Daí o facto surpreendente - e, insisto, perturbante - de vários testemunhos recolhidos confluírem num mesmo sentido. Em boa verdade, numa mesma palavra: silêncio. Dito de outro modo: o capítulo final do império lusitano (entenda-se: a Guerra Colonial) foi também vivido através do silenciamento de factos e traumas. Quando? Antes do 25 de abril de 1974, por certo, mas também depois.
Este é, assim, um filme capaz de nos ajudar a contrariar os maniqueísmos que o silêncio sempre alimentou (tal como a histeria mediática, importa acrescentar). Como recorda José Manuel Costa, diretor da Cinemateca Portuguesa, os rótulos banalmente ideológicos são insuficientes: "O cinema colonial é sempre um confronto de dois olhares. Mesmo que um dos olhares esteja completamente subjugado, ele está lá. Há um momento em que alguém foi apanhado pela câmara, olhou para a câmara, e de repente, num simples olhar, transmite um mundo que, aparentemente, na retórica do filme está completamente esquecido."
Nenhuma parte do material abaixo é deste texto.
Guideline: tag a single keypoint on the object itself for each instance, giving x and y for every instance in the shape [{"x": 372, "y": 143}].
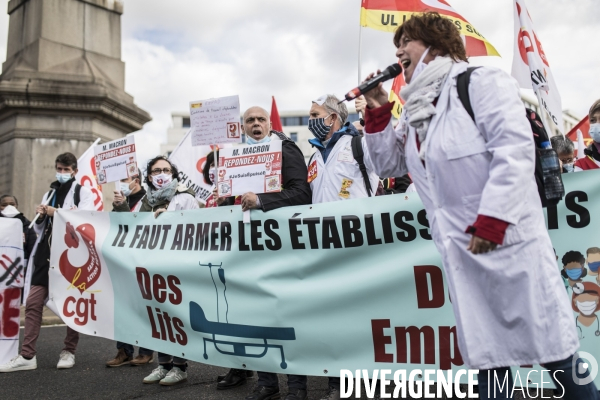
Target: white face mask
[
  {"x": 420, "y": 66},
  {"x": 161, "y": 180},
  {"x": 10, "y": 212},
  {"x": 125, "y": 189},
  {"x": 587, "y": 307},
  {"x": 595, "y": 132}
]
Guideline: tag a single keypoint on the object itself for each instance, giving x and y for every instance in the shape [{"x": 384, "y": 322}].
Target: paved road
[{"x": 90, "y": 379}]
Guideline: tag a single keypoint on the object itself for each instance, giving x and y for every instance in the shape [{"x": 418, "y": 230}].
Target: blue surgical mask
[
  {"x": 594, "y": 266},
  {"x": 251, "y": 140},
  {"x": 595, "y": 132},
  {"x": 63, "y": 178},
  {"x": 125, "y": 189},
  {"x": 568, "y": 167},
  {"x": 574, "y": 274},
  {"x": 318, "y": 127}
]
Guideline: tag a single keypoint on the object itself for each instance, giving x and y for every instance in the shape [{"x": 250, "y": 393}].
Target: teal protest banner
[{"x": 303, "y": 290}]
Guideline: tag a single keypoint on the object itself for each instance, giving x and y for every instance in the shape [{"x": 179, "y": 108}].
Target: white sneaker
[
  {"x": 67, "y": 360},
  {"x": 19, "y": 363},
  {"x": 156, "y": 375},
  {"x": 174, "y": 377}
]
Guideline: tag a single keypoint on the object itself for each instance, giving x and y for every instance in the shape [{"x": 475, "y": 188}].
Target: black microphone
[{"x": 390, "y": 72}]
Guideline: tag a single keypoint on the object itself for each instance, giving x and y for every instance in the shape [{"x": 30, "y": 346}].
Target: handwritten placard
[
  {"x": 115, "y": 160},
  {"x": 216, "y": 121},
  {"x": 255, "y": 168}
]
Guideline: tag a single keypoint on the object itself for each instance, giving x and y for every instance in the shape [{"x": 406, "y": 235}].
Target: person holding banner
[
  {"x": 475, "y": 178},
  {"x": 566, "y": 152},
  {"x": 65, "y": 194},
  {"x": 9, "y": 209},
  {"x": 295, "y": 191},
  {"x": 165, "y": 193},
  {"x": 592, "y": 153},
  {"x": 129, "y": 199}
]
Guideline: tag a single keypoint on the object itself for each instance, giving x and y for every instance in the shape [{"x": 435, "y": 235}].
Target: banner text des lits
[
  {"x": 301, "y": 290},
  {"x": 12, "y": 278}
]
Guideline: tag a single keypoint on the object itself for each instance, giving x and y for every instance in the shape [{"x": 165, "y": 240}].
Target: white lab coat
[
  {"x": 510, "y": 304},
  {"x": 339, "y": 169},
  {"x": 86, "y": 202}
]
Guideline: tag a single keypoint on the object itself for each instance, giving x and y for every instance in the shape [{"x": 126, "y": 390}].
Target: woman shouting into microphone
[{"x": 476, "y": 179}]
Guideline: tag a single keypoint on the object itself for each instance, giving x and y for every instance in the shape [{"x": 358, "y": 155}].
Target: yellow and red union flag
[
  {"x": 387, "y": 15},
  {"x": 397, "y": 84}
]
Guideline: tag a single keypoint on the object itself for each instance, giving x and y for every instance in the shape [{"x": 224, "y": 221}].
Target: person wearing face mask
[
  {"x": 592, "y": 152},
  {"x": 128, "y": 199},
  {"x": 333, "y": 173},
  {"x": 566, "y": 152},
  {"x": 165, "y": 193},
  {"x": 586, "y": 301},
  {"x": 593, "y": 261},
  {"x": 573, "y": 267},
  {"x": 68, "y": 195},
  {"x": 474, "y": 178}
]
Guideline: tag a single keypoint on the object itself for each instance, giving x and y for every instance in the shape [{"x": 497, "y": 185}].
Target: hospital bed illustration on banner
[{"x": 200, "y": 323}]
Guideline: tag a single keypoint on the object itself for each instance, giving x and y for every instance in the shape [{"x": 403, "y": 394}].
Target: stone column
[{"x": 62, "y": 86}]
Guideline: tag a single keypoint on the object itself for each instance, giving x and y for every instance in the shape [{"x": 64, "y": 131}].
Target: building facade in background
[
  {"x": 295, "y": 125},
  {"x": 62, "y": 86}
]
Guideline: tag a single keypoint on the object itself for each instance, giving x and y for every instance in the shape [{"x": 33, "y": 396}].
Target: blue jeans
[
  {"x": 271, "y": 380},
  {"x": 572, "y": 390},
  {"x": 129, "y": 350}
]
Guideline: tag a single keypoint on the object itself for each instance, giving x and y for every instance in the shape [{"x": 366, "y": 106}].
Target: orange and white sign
[{"x": 254, "y": 168}]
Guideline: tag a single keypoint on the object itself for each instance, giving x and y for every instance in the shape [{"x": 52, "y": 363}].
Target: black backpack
[{"x": 537, "y": 129}]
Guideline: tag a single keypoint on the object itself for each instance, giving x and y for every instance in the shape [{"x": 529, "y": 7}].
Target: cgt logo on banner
[
  {"x": 206, "y": 286},
  {"x": 11, "y": 282},
  {"x": 531, "y": 68},
  {"x": 80, "y": 289}
]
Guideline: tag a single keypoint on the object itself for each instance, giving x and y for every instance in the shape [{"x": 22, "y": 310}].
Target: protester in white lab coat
[
  {"x": 333, "y": 173},
  {"x": 67, "y": 194},
  {"x": 477, "y": 183},
  {"x": 165, "y": 193}
]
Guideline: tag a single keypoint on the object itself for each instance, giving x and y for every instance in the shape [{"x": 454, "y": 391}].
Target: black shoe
[
  {"x": 296, "y": 394},
  {"x": 332, "y": 394},
  {"x": 234, "y": 378},
  {"x": 264, "y": 393},
  {"x": 249, "y": 374}
]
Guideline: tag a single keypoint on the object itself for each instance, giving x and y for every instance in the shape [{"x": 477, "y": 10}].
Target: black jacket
[{"x": 296, "y": 190}]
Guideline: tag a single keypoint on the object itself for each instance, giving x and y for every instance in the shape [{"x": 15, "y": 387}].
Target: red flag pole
[{"x": 275, "y": 120}]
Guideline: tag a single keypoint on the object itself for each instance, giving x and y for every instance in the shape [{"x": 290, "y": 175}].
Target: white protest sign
[
  {"x": 86, "y": 175},
  {"x": 215, "y": 121},
  {"x": 255, "y": 168},
  {"x": 11, "y": 281},
  {"x": 532, "y": 69},
  {"x": 115, "y": 160},
  {"x": 190, "y": 161}
]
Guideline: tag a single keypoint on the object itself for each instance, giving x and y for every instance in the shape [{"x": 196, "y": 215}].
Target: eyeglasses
[{"x": 157, "y": 171}]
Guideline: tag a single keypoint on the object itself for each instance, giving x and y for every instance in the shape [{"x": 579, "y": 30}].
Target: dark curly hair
[
  {"x": 174, "y": 170},
  {"x": 436, "y": 31}
]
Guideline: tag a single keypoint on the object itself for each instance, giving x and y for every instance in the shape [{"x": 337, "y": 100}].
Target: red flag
[
  {"x": 275, "y": 120},
  {"x": 584, "y": 126}
]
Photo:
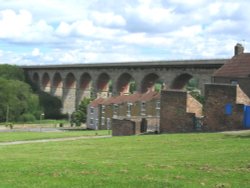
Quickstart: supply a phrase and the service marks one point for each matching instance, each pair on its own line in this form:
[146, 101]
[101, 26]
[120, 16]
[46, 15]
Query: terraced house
[135, 107]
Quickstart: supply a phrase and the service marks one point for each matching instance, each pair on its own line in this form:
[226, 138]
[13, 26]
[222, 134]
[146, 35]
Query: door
[246, 120]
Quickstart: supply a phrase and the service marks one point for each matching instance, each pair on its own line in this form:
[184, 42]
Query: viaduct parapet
[72, 82]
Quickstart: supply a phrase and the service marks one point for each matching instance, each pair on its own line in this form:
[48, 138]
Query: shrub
[27, 118]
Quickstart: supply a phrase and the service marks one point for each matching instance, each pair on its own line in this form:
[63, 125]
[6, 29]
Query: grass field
[17, 136]
[170, 160]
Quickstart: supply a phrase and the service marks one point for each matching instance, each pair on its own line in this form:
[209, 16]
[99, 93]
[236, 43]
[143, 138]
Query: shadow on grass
[238, 134]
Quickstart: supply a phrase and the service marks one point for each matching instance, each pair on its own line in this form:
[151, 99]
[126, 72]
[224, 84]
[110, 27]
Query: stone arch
[181, 80]
[104, 85]
[57, 80]
[70, 81]
[124, 83]
[35, 78]
[69, 94]
[57, 85]
[149, 81]
[46, 82]
[85, 82]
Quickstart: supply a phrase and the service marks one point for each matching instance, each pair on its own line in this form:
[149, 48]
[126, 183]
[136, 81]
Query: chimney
[238, 49]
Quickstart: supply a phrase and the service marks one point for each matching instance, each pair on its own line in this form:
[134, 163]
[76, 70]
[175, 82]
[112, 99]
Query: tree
[16, 98]
[80, 115]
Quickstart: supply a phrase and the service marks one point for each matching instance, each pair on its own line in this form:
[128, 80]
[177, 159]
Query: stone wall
[174, 116]
[217, 96]
[123, 127]
[243, 83]
[194, 106]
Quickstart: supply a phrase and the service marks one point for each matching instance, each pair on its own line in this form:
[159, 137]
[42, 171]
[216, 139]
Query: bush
[27, 118]
[80, 115]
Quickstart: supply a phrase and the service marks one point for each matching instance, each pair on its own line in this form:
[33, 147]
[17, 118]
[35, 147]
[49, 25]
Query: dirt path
[52, 140]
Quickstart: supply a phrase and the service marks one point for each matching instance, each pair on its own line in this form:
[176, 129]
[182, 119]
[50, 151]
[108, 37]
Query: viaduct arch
[71, 83]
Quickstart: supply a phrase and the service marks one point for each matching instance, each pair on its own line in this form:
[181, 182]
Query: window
[158, 108]
[103, 109]
[103, 121]
[234, 82]
[129, 110]
[108, 123]
[158, 105]
[91, 121]
[143, 108]
[115, 110]
[228, 109]
[96, 124]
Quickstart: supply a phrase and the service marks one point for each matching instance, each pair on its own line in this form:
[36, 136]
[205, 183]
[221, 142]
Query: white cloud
[36, 52]
[45, 31]
[108, 19]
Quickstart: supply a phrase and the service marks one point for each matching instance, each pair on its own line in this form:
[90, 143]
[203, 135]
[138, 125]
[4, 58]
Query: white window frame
[92, 110]
[129, 109]
[143, 108]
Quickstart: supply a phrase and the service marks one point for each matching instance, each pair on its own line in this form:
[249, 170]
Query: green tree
[16, 98]
[80, 115]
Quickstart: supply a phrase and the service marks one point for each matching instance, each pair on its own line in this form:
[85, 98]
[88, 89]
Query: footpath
[52, 140]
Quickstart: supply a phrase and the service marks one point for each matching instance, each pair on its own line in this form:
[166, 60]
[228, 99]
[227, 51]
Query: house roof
[238, 66]
[96, 102]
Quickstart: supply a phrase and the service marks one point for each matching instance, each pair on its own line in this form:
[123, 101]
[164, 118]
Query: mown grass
[170, 160]
[16, 136]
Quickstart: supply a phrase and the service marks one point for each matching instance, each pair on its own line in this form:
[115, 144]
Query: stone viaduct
[72, 82]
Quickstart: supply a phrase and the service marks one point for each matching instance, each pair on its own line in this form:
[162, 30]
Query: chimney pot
[238, 49]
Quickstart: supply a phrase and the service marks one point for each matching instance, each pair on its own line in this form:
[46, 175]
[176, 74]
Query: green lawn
[16, 136]
[170, 160]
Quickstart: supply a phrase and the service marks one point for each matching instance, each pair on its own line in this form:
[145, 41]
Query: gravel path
[52, 140]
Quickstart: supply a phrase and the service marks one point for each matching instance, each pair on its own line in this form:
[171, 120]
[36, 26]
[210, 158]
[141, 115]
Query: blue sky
[88, 31]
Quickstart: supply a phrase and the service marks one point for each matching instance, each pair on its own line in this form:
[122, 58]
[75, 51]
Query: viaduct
[72, 82]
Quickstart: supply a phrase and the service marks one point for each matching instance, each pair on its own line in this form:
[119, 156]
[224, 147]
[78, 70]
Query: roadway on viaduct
[72, 82]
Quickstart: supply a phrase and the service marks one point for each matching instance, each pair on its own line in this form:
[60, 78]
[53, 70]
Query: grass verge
[170, 160]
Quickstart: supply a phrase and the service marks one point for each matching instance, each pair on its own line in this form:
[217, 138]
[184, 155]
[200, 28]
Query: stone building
[224, 107]
[93, 111]
[236, 70]
[133, 107]
[179, 111]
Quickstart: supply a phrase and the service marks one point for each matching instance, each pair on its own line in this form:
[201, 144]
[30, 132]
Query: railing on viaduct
[72, 82]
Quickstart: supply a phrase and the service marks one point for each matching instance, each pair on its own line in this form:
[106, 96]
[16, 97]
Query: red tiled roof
[238, 66]
[126, 98]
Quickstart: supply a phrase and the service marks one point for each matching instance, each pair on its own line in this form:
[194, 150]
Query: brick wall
[216, 97]
[194, 106]
[174, 116]
[123, 127]
[243, 83]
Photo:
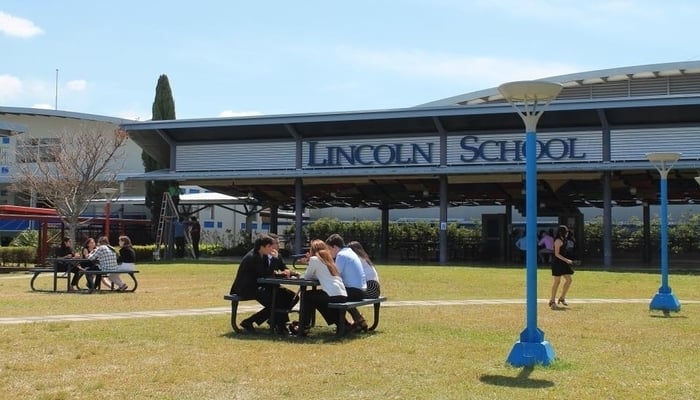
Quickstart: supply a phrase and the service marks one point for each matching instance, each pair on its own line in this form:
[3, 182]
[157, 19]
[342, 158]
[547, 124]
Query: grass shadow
[323, 336]
[522, 380]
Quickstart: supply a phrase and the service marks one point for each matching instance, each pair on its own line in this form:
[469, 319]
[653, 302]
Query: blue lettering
[384, 150]
[359, 151]
[572, 150]
[473, 150]
[518, 150]
[312, 156]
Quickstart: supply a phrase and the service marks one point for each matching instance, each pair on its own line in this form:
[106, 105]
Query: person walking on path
[561, 267]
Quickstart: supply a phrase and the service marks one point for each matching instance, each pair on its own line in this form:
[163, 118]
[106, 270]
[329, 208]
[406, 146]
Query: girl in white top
[322, 268]
[373, 289]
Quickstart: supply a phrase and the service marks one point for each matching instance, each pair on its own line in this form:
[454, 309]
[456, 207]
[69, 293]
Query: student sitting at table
[107, 261]
[373, 288]
[322, 268]
[256, 264]
[89, 265]
[350, 267]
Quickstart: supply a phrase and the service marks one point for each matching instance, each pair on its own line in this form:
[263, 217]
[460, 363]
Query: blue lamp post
[664, 300]
[530, 98]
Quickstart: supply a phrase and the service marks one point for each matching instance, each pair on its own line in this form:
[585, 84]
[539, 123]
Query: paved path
[253, 307]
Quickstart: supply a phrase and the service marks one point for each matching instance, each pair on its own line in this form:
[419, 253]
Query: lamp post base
[528, 354]
[665, 302]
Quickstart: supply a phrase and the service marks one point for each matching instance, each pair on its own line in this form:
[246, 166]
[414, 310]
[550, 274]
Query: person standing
[546, 244]
[256, 264]
[127, 254]
[350, 267]
[174, 191]
[195, 235]
[521, 246]
[179, 234]
[561, 267]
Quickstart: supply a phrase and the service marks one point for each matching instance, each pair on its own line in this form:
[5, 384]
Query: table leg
[55, 276]
[273, 308]
[302, 306]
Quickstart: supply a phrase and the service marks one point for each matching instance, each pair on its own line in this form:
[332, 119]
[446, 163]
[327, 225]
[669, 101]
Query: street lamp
[109, 193]
[530, 98]
[664, 300]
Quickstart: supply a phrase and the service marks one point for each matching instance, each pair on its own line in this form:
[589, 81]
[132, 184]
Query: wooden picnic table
[275, 282]
[70, 263]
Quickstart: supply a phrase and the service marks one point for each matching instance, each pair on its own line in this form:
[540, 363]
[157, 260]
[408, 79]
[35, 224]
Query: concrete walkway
[255, 307]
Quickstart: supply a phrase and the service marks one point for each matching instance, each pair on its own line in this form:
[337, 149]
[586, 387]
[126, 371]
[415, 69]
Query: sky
[268, 57]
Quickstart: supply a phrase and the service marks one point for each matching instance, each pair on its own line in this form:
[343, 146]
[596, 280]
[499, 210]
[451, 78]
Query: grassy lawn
[605, 350]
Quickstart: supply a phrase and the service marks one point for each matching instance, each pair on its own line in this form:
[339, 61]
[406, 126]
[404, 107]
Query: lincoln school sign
[471, 150]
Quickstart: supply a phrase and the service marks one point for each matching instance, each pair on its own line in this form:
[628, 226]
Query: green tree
[74, 170]
[163, 109]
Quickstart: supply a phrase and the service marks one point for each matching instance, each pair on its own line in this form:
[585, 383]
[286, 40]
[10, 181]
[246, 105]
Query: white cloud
[77, 85]
[19, 27]
[460, 69]
[134, 115]
[44, 106]
[231, 113]
[10, 87]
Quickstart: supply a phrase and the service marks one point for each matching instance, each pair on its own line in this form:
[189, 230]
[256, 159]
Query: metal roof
[622, 78]
[41, 112]
[670, 97]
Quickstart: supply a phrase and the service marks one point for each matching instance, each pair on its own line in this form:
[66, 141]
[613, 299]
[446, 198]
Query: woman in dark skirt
[561, 267]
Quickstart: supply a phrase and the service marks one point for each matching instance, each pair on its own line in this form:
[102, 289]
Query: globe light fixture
[664, 300]
[530, 98]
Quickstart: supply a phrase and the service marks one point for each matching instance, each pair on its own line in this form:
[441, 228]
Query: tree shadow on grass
[668, 316]
[317, 337]
[522, 380]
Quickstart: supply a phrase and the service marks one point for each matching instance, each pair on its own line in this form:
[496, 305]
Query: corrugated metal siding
[610, 89]
[648, 87]
[633, 144]
[662, 86]
[242, 156]
[689, 84]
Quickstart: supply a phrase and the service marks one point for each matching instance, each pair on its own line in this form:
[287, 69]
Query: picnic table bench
[341, 307]
[344, 307]
[36, 272]
[98, 274]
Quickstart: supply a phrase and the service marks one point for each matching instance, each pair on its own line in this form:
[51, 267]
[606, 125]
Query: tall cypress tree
[163, 109]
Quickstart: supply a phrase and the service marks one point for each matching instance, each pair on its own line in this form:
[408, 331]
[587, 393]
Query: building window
[38, 149]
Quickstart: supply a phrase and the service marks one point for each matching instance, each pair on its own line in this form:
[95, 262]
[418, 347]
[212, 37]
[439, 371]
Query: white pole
[56, 106]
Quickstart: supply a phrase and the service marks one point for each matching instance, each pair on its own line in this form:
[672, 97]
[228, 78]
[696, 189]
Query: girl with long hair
[322, 268]
[561, 267]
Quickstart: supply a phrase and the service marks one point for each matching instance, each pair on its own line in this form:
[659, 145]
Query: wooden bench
[344, 307]
[235, 299]
[41, 270]
[98, 274]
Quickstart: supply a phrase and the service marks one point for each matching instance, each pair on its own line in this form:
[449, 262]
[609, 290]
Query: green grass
[604, 350]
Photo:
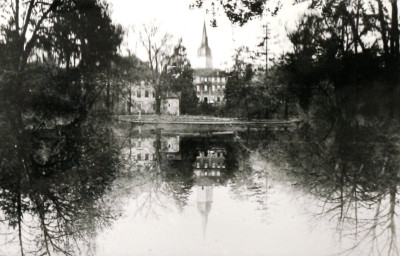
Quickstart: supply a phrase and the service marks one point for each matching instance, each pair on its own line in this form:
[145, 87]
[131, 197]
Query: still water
[119, 190]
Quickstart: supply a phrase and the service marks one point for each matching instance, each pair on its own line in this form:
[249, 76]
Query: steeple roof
[204, 50]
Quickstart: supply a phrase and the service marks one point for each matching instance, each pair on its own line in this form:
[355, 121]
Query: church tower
[204, 52]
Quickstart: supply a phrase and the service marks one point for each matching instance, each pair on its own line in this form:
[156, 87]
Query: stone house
[143, 98]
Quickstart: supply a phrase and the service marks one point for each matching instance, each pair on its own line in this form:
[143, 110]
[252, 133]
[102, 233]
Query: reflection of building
[209, 163]
[143, 149]
[170, 147]
[208, 169]
[170, 104]
[143, 98]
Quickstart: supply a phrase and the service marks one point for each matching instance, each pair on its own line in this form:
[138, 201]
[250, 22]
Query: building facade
[143, 98]
[209, 83]
[169, 104]
[204, 55]
[210, 86]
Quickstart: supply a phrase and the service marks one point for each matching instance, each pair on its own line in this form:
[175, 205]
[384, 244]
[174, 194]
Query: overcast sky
[175, 17]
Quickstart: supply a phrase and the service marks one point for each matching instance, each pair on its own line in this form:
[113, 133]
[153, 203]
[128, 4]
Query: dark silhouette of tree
[238, 11]
[52, 197]
[178, 78]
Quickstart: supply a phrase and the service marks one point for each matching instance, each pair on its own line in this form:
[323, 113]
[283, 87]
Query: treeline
[344, 64]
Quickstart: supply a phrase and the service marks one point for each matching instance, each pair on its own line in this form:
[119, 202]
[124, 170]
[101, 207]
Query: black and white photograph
[199, 128]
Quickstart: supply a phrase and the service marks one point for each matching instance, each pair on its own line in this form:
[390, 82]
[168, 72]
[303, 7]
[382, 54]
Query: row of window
[212, 173]
[213, 87]
[146, 94]
[140, 157]
[198, 165]
[199, 79]
[211, 153]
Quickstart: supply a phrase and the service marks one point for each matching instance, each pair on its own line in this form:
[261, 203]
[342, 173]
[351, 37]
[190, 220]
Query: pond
[125, 190]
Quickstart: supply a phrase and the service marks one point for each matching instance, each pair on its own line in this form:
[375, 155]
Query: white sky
[175, 17]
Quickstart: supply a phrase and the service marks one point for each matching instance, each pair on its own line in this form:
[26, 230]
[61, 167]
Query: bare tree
[159, 48]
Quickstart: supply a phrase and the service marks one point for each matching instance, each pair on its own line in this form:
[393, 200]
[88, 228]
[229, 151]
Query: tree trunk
[394, 40]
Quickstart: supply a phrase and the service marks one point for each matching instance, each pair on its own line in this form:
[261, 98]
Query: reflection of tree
[352, 173]
[51, 191]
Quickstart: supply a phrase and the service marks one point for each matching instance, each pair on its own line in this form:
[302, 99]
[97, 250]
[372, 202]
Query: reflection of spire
[204, 40]
[204, 203]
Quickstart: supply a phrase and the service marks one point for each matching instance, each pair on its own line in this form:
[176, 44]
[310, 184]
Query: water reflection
[99, 188]
[51, 183]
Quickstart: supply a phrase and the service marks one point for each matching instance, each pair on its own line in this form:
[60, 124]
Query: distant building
[210, 86]
[204, 55]
[142, 98]
[170, 104]
[209, 83]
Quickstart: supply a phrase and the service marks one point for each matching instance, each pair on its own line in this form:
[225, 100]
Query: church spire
[204, 40]
[204, 51]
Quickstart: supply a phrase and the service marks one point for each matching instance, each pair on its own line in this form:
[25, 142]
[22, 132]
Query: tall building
[204, 52]
[209, 83]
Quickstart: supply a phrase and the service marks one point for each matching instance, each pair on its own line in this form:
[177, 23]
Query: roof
[208, 72]
[170, 95]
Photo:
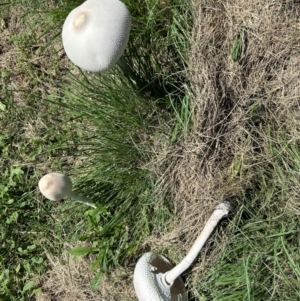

A presença da Cinemateca é, aqui, especialmente importante, uma vez que muitos extratos provenientes de produções do aparelho de propaganda do Estado Novo existem graças ao labor exemplar da instituição e, mais especificamente, do seu Arquivo Nacional das Imagens em Movimento (ANIM). Através de uma montagem de sóbrio dinamismo, vemos esses extratos em ziguezague com fragmentos de filmes que nasceram da vontade de repensar a representação colonial de Portugal e, nessa medida, as representações do colonialismo português.
Daí a importância dos depoimentos de alguns dos realizadores desses filmes - são eles Fernando Matos Silva, João Botelho, Margarida Cardoso, Hugo Vieira da Silva, Ivo M. Ferreira, Manuel Faria de Almeida e Joaquim Lopes Barbosa -, a par das palavras da investigadora e ensaísta Maria do Carmo Piçarra. São vozes que se cruzam e, de alguma maneira, completam, numa dinâmica de "reportagem" conduzida por dois atores: Ângelo Torres, são-tomense, e Orlando Sérgio, angolano.
Creio que o efeito mais forte (entenda-se: mais pedagógico) de Fantasmas do Império resulta de todas essas componentes surgirem organizadas, não através de uma voz off "sobreposta" a uma colagem acelerada de imagens, mas sim de uma metodologia capaz de suscitar novos olhares sobre as imagens que são mostradas. Afinal de contas, a história coletiva é um caudal infinito de olhares. Como diz, a certa altura, Margarida Cardoso, podemos "ver o passado no presente e ver o presente no passado".